Côté préparation physique, j’ai dû prendre 10 kg pour le rôle, même si je sais que je ne suis pas bien gros dans le film : j’étais coaché par un nutritionniste et un préparateur physique pendant 6 mois. Si je n’avais pas pris ces 10 kg là, je n’aurais pas du tout été crédible.

Pour « Grâce à Dieu », as-tu aussi rencontré le personnage que tu incarnes ?

Non parce que l’idée n’était pas de faire un biopic, le film est très impressionnant car tout ce qui a été dit est très fidèlement retranscrit, mot pour mot. Il y avait tout cet aspect documentaire et réaliste mais il s’agit d’un film de fiction. Il ne fallait pas être tenu de faire une pâle imitation de quelqu’un : là où réside l’intelligence de François (Ozon), c’est que lorsque j’ai rencontré Pierre-Emmanuel, on s’est trouvé des ressemblances flagrantes.

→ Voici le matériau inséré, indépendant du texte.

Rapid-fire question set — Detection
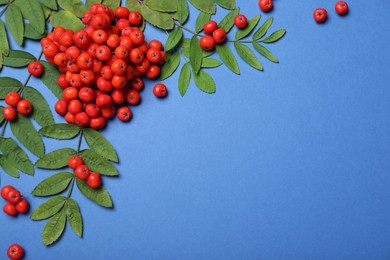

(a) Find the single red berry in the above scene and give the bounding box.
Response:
[68,155,83,169]
[153,83,168,98]
[74,164,90,180]
[203,20,218,35]
[234,14,248,29]
[2,106,17,121]
[213,28,226,43]
[15,199,30,214]
[17,99,33,115]
[87,172,102,189]
[199,35,215,51]
[5,91,20,107]
[7,244,24,260]
[1,185,15,200]
[7,189,22,204]
[259,0,273,12]
[334,1,348,15]
[313,8,328,23]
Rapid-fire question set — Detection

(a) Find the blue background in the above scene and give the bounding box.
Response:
[0,0,390,259]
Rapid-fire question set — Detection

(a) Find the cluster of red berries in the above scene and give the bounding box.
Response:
[41,4,167,129]
[68,155,102,189]
[1,185,30,216]
[3,91,33,121]
[313,1,348,23]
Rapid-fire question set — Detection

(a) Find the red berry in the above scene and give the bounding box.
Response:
[5,91,20,107]
[15,199,30,214]
[87,172,102,189]
[2,106,17,121]
[7,244,24,260]
[199,35,215,51]
[334,1,348,15]
[203,20,218,34]
[3,203,18,216]
[17,99,33,115]
[234,14,248,29]
[27,61,43,77]
[313,8,328,23]
[153,83,168,98]
[258,0,273,12]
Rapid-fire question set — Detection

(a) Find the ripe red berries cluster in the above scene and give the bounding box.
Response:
[313,1,348,23]
[1,185,30,216]
[41,4,166,129]
[68,155,102,189]
[3,91,33,121]
[7,244,24,260]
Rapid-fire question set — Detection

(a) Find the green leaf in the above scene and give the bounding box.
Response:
[165,27,183,51]
[176,0,189,24]
[42,211,66,246]
[39,124,80,140]
[236,15,261,40]
[126,0,141,12]
[23,87,54,127]
[42,0,58,10]
[76,179,112,208]
[10,114,45,156]
[30,196,66,220]
[50,10,84,31]
[160,52,180,80]
[252,17,273,41]
[0,77,22,99]
[218,8,240,32]
[262,29,286,43]
[57,0,86,18]
[141,5,174,30]
[215,44,240,74]
[234,42,263,70]
[193,70,216,94]
[252,42,279,63]
[195,12,211,33]
[83,128,118,162]
[24,23,44,40]
[35,148,76,169]
[0,19,9,56]
[13,0,46,34]
[102,0,121,11]
[0,137,34,175]
[190,35,202,74]
[202,58,223,68]
[64,198,83,237]
[0,154,19,178]
[143,0,177,13]
[79,150,118,176]
[5,4,24,46]
[189,0,216,14]
[4,50,36,68]
[31,172,74,197]
[217,0,236,10]
[178,62,191,97]
[40,61,62,99]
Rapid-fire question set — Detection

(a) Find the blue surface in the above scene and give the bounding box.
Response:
[0,0,390,259]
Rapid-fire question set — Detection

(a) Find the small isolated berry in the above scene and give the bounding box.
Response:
[259,0,273,12]
[7,244,24,260]
[27,61,43,77]
[213,28,226,44]
[313,8,328,23]
[203,20,218,35]
[334,1,348,15]
[199,35,215,51]
[234,14,248,29]
[153,83,168,98]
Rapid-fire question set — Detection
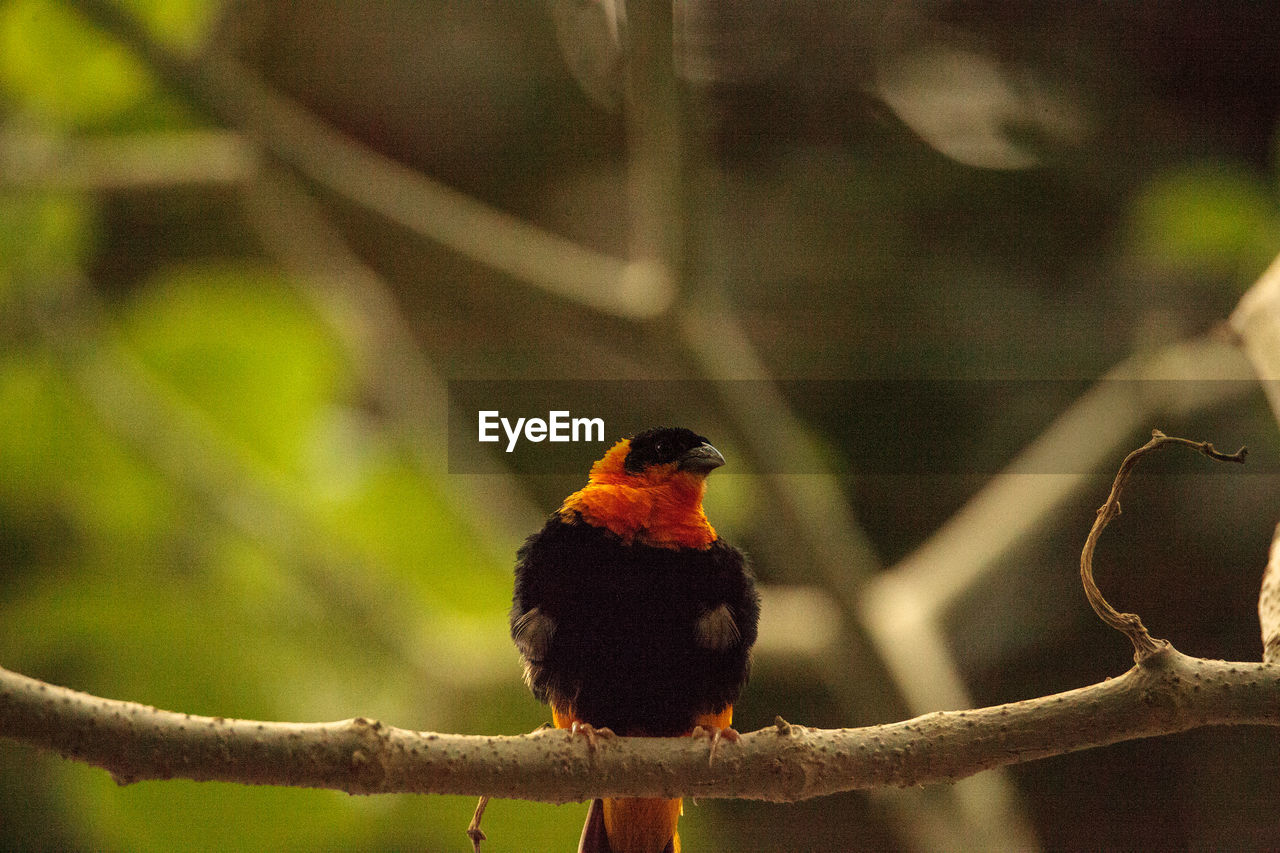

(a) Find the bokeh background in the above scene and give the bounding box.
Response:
[0,0,1280,852]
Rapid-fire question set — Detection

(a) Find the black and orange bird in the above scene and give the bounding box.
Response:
[511,428,760,853]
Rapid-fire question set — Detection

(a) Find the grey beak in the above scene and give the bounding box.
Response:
[680,442,724,474]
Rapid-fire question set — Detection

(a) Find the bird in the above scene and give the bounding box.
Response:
[509,427,760,853]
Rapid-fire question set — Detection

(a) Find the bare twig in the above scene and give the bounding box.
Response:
[1080,429,1248,661]
[0,648,1280,803]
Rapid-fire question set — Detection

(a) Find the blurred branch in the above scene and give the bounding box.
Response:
[0,127,260,190]
[68,0,672,318]
[0,648,1280,803]
[1230,249,1280,663]
[1229,247,1280,420]
[242,168,544,550]
[625,0,1036,850]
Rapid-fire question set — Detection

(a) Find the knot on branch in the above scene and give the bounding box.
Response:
[1080,429,1248,662]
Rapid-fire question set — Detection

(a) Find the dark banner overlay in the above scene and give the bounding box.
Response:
[448,379,1280,476]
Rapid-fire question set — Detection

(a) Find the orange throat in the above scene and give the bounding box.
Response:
[559,439,716,549]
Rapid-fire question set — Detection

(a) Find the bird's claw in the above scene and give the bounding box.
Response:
[692,726,742,767]
[568,720,614,751]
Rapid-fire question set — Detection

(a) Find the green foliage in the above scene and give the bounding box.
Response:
[1132,163,1280,291]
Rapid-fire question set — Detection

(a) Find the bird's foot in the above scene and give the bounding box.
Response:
[568,720,616,752]
[692,726,742,767]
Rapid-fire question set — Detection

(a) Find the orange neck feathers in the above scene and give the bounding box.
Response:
[559,438,716,548]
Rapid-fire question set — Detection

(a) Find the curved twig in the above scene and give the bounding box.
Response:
[1080,429,1248,662]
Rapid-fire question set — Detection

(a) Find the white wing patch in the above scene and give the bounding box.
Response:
[511,607,556,663]
[694,605,741,652]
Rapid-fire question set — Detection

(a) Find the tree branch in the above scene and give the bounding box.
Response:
[0,648,1280,803]
[1080,429,1248,661]
[1258,526,1280,663]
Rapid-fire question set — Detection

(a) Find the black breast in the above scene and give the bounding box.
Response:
[512,517,759,735]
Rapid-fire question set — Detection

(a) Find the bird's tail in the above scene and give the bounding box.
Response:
[577,797,681,853]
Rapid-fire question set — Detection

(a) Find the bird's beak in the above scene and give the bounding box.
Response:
[678,442,724,474]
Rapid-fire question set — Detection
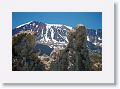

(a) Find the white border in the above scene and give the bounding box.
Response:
[0,0,114,83]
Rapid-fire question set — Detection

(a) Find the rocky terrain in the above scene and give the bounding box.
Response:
[12,21,102,71]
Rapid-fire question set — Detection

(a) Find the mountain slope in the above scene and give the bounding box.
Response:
[12,21,102,54]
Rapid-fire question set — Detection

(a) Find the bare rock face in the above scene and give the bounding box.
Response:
[51,25,91,71]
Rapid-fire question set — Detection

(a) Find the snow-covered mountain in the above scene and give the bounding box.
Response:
[12,21,102,53]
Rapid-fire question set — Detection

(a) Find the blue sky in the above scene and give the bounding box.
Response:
[12,12,102,29]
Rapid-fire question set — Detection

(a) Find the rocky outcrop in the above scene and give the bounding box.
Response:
[51,25,91,71]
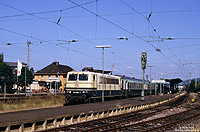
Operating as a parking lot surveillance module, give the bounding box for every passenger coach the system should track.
[65,71,122,102]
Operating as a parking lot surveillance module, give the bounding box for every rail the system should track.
[0,93,186,132]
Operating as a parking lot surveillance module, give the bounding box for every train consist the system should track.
[65,71,152,103]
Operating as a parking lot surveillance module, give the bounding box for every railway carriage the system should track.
[121,77,149,97]
[65,71,122,102]
[65,71,153,103]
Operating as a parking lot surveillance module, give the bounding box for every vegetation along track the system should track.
[39,94,188,132]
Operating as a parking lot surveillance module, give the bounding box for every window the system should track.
[68,74,77,81]
[93,75,95,81]
[79,74,88,81]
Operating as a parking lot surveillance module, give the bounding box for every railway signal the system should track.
[141,52,147,101]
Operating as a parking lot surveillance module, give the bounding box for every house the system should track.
[34,62,73,91]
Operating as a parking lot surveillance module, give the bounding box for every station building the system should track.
[34,62,73,92]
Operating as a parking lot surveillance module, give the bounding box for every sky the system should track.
[0,0,200,80]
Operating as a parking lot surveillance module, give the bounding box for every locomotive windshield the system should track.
[79,74,88,81]
[68,74,77,81]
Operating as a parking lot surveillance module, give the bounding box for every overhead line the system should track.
[121,0,181,66]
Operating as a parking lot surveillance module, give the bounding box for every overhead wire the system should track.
[0,1,138,67]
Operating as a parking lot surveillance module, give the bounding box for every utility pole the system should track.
[26,41,31,69]
[96,45,111,103]
[112,64,114,75]
[147,65,155,97]
[195,71,197,88]
[141,52,147,101]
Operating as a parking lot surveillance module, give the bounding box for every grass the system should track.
[0,96,65,113]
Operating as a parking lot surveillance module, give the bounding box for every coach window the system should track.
[68,74,77,81]
[93,75,95,81]
[79,74,88,81]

Idem pour Melvil (Poupaud) et Alexandre lorsqu’ils se sont retrouvés sur les plateaux télé. Cette justesse de choix de casting tient à la perspicacité du réalisateur mais nous ne les avons pas rencontrés car la responsabilité était déjà assez forte.

Ton personnage est celui qui semble le plus fragilisé par ce qu’il a vécu, en termes de blessures « visibles » qui ont encore une forte résonance dans sa vie actuelle…

Oui parce que c’était la volonté de François : aller dans une escalade. On commence par quelque chose de très tenu où les stigmates sont moins visibles et on va vers le personnage incarné par Denis, où les choses sont plus organiques, plus combatives pour finir dans le drame.  On glisse vers le danger et comme on a l’accumulation de ce qui s’est passé avant, on a envie que quelque chose fasse mal. L’intrigue est montée comme une sorte de mille-feuille. Les deux premiers protagonistes de l’affaire étaient inévitables : le premier a lancé l’affaire, le deuxième a monté l’association et tout balancé à la presse. Pour le troisième en revanche, ça aurait pu vraiment être un autre. François avait envie de changer de niveau social, aller vers quelqu’un chez qui les stigmates sont plus visibles. Le sujet c’est davantage la libération de la parole et ses dommages collatéraux que la pédophilie dans l’Eglise, on est sur un combat d’hommes et sur l’engagement, dénominateur commun avec Exfiltrés qui est sorti peu après.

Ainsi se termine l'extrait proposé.